Se lever plus tôt et constater par la fenêtre que le calme du dimanche a fait place aux sifflets des agents de circulation et aux vrombissements des scooters. Ils nous suivront toute la journée. Se rendre au musée du papier Su Ho. Savourer le contraste de cet immeuble étriqué coincé entres d'autres sur une avenue impersonnelle, à l'espace intérieur savamment utilisé, délicieusement mis en valeur. Faire le plein de délicatesse et de matériaux naturels. Participer à un atelier DIY (DoItYourself), mélanger les textures, les couleurs, les impressions de papier pour les relier finalement en un petit livre que les filles sont très fières de pouvoir emporter. Rêver devant l'atelier de fabrication de papier si bien équipé, grandes cuves, séchoir chauffant, à plat. Se dire que si un jour on ne sait plus quoi faire, si un jour on s'ennuie... Quitter ce hâvre après avoir siroter un thé blanc offert par l'animatrice, elle aussi toute de douceur et de grâce. Déjeuner japonais (yesss !).
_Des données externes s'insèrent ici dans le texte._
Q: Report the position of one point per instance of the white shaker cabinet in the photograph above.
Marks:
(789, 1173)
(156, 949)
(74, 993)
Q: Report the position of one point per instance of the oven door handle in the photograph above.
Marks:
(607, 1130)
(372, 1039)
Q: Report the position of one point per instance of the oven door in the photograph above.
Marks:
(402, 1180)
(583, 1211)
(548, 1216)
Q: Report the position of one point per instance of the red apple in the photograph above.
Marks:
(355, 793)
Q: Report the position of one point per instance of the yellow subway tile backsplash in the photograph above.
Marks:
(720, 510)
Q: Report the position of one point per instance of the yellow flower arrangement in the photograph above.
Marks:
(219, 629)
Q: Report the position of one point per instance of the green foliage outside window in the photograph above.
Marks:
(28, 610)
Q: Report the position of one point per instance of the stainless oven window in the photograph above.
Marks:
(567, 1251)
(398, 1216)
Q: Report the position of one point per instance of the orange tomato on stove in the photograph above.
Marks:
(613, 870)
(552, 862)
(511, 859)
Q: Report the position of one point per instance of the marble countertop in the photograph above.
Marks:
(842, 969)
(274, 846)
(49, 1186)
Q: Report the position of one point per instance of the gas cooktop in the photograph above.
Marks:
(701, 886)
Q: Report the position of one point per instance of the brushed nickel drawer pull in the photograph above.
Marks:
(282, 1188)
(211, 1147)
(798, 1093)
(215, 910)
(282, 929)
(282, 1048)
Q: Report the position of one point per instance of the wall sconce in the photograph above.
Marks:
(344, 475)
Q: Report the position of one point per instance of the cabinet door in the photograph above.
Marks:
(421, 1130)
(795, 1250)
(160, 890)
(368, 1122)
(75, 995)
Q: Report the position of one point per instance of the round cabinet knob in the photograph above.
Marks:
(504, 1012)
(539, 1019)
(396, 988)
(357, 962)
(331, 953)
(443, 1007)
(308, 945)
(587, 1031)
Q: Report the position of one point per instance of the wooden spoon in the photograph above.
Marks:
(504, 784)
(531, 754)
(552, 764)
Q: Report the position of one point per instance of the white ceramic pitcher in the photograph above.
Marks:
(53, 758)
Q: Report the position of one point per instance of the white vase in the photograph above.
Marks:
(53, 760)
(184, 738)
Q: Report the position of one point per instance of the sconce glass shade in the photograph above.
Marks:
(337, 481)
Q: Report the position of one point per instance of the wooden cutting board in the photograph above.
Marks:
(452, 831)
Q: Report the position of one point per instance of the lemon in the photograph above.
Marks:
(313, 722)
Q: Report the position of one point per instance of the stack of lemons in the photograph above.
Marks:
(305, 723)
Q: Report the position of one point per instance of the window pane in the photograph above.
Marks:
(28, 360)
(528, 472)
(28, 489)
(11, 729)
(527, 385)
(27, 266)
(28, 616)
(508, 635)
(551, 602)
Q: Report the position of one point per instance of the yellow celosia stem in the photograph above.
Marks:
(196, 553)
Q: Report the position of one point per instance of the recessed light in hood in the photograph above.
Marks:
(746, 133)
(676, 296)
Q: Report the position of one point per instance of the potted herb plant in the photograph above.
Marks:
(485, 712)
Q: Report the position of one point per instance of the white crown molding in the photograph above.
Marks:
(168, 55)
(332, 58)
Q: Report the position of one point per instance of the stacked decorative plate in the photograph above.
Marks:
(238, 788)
Repérer les bus qui nous emmèneront demain sur la côte nord-est. Se perdre. Se faire aider, et perdre encore ! plusieurs fois par des Taïwanais décidément bien chaleureux. Découvrir à la faveur de ces errances de chouettes tampons encreurs. Prendre le métro pour Danshui. Remarquer la beauté de la montagne, juste là, pas loin. Apprécier bien sûr les aigrettes qui viennent aimablement dîner à portée d'objectif, et l'embouchure du fleuve qui rend le Pacifique tout proche, mais ne guère goûter les charmes de cette petite ville portuaire. Trop de boutiques à touristes, de jeux de fêtes foraines, et de brochettes grassouillettes.